In the second part of this talk, I will describe ongoing work relating rewriting, quantales, and (directed) topological methods. The goal of this work is to describe the congruences of multinomial lattices and their continuous analogs, in particular the quantale Qv(I) of sup-continuous endomorphisms of the ordered unit interval. The former, generalizing the permutohedra, provide a description of the rewriting system associated to commutativity on finite words, while the latter are studied in the context of categorical linear logic. These structures all have an interpretation as directed spaces, the homotopy types of which are closely related to their congruences. I will describe this correspondance, and briefly discuss the use of topological duality in our ongoing study of these structures.

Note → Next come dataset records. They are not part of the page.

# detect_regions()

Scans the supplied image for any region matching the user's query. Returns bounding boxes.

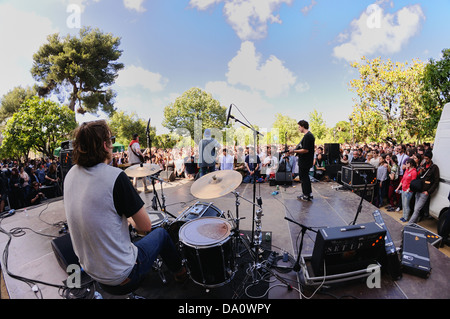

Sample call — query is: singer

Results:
[294,120,316,201]
[64,120,186,294]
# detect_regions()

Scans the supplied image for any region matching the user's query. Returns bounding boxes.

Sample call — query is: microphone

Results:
[225,104,233,125]
[147,118,151,134]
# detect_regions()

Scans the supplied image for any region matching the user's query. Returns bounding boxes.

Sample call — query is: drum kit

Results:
[125,164,284,290]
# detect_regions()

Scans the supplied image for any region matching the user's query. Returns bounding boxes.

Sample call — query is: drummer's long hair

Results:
[72,120,112,167]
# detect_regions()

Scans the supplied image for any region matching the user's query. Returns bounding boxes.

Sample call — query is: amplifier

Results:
[341,163,377,188]
[409,224,442,249]
[372,210,402,280]
[311,223,386,276]
[401,226,431,278]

Preuves, programmes et systèmes
Jeudi 11 janvier 2024, 11 heures, Salle 3052
Hugo Paquet (LIPN, Université Sorbonne Paris Nord) Element-free probability distributions and Bayesian clustering

An “element-free” probability distribution is what remains of a probability distribution after we forget the elements to which the probabilities were assigned. These objects naturally arise in Bayesian statistics, in situations where the specific identity of elements is not important. This talk is about the theory of element-free distributions in the category of measurable spaces. I will explain the basic concepts, and then present two new results which demonstrate that element-free distributions are a canonical notion. The first result is a categorical version of a representation theorem for random partitions, originally due to Kingman, which characterises the space of element-free distributions as a limit in the Kleisli category for the Giry monad G. The second result establishes a correspondence between random element-free distributions and natural transformations of type G → GG. I will sketch the relevance of this theory to nonparametric Bayesian clustering.

This is joint work with Victor Blanchi.